The gravitational potential of spiral perturbations I. The 2D (razor-thin) case
Walter Dehnen
TL;DR
This paper develops an efficient numerical method to compute the gravitational potential from razor-thin spiral perturbations in the disc plane and uses it to rigorously test the traditional tight-winding (WKB) approximation. By extending scale-invariant spiral models to general power-law amplitudes and deriving a second-order tight-winding form, the author demonstrates improved predictions for the potential phase, pitch, and the non-local angular-momentum transport via gravitational torques. The analysis reveals that, for typical spirals with exponentially declining amplitudes, the conventional first-order WKB approach is accurate in amplitude for small pitch angles (\alpha \lesssim 20^{\circ}) but fails to capture phase offsets and radial variation, especially near spiral edges; the second-order model provides substantial improvements.
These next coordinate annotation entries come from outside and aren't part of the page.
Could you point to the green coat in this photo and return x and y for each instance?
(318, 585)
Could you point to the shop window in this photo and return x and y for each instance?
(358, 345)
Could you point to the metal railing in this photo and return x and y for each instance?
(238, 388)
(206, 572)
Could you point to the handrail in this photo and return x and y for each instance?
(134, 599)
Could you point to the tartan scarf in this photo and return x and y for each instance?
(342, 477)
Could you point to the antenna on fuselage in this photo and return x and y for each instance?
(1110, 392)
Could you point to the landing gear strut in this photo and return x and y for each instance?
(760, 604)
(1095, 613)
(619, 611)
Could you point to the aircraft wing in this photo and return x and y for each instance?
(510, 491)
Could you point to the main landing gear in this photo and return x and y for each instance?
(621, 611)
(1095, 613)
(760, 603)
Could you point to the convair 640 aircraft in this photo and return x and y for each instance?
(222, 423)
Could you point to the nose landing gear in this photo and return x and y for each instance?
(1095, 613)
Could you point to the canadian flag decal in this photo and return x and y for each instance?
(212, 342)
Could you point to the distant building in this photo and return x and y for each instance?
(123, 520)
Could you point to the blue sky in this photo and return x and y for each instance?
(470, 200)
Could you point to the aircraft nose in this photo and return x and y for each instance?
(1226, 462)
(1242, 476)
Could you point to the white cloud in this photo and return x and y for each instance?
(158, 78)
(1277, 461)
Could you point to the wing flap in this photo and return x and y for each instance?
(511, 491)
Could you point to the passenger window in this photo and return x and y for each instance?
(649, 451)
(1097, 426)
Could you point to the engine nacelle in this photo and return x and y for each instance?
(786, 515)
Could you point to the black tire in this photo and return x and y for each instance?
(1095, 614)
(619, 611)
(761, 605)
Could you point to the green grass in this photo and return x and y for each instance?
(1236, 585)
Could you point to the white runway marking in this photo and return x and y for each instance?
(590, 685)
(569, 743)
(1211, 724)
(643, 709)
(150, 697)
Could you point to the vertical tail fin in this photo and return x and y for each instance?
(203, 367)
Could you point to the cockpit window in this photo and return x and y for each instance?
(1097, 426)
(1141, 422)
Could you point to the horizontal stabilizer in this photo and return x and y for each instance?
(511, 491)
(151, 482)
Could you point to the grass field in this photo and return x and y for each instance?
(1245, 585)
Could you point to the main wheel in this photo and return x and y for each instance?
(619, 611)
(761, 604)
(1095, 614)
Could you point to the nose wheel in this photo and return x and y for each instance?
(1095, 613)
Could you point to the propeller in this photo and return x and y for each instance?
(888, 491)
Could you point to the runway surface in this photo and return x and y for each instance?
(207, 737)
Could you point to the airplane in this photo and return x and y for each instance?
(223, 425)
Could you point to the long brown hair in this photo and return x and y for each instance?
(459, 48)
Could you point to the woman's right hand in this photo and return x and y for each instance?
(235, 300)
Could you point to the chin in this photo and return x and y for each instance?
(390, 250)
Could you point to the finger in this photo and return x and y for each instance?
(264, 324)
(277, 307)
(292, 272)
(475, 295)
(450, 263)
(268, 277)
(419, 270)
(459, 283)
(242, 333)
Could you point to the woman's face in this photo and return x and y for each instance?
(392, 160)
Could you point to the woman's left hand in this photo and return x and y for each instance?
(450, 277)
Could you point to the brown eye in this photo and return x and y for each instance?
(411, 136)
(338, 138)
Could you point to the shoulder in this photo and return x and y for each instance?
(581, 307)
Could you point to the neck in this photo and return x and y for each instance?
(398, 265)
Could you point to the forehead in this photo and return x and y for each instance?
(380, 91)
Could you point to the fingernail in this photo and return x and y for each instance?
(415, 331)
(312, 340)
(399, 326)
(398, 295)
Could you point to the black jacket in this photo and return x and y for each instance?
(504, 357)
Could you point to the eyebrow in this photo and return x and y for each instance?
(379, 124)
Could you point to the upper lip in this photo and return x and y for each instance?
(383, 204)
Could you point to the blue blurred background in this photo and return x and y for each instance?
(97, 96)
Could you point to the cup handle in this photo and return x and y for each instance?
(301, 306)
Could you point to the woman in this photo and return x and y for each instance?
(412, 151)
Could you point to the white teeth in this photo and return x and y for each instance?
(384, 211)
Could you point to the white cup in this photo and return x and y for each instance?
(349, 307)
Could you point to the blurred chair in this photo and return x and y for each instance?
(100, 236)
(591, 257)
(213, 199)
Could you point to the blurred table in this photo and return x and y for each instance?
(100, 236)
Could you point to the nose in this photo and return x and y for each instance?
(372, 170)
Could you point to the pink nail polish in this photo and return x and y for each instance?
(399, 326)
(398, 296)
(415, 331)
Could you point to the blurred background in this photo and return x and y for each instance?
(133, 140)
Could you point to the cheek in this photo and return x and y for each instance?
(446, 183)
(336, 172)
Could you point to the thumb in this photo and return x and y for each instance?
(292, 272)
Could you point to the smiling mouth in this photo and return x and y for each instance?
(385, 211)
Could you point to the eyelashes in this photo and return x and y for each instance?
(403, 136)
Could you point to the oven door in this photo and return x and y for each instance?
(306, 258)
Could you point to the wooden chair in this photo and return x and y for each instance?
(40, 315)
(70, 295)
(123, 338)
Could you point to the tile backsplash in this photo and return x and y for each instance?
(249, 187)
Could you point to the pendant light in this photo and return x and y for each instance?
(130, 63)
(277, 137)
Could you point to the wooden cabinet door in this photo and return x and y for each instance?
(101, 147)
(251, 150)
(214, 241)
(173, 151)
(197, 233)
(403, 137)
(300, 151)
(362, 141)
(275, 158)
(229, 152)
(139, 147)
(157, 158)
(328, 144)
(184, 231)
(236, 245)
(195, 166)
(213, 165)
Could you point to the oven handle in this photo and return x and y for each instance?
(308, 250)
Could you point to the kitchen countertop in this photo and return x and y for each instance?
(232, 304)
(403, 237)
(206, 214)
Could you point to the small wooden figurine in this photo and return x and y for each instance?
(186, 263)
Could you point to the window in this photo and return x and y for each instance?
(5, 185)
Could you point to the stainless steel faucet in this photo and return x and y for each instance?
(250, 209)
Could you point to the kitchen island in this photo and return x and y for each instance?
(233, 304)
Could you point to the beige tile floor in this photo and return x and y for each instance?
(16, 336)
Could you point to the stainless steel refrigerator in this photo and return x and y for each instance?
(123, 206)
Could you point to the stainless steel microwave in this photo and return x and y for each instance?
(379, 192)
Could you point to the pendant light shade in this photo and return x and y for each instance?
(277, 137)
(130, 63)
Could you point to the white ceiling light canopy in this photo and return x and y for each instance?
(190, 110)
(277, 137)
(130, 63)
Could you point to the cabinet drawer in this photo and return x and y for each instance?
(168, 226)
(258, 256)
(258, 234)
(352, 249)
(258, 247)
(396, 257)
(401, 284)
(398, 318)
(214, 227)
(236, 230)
The work further shows that the net torque must vanish globally, yet trailing spirals still drive outward angular-momentum transport locally, and that many existing spiral-potential models in the literature can be physically inconsistent or unreliable if derived from inaccurate potentials. Overall, the study provides a robust framework for computing spiral potentials and torques, clarifies the limits of common approximations, and emphasizes the need for careful 2D/3D modeling of spiral perturbations in galactic discs.
Abstract
I developed an efficient numerical method for obtaining the gravitational potential of razor-thin spiral perturbations and used it to assess the standard tight-winding approximation, which is found to be reasonably accurate for pitch angles $α\lesssim20^\circ$. I derived the analytic potential of razor-thin logarithmic spirals with an arbitrary power-law amplitude. Approximating a spiral locally by one of these models provides a second-order tight-winding approximation that predicts the phase offset between the spiral potential and density, the resulting radially increasing pitch of the potential, and the nonlocal outward angular-momentum transport by gravitational torques. Beyond the inner and outer edge of a spiral with $m$ arms, its potential is not winding ($α=90^\circ$), decays like $R^m$ and $R^{-1-m}$, respectively, and cannot be predicted by a local approximation.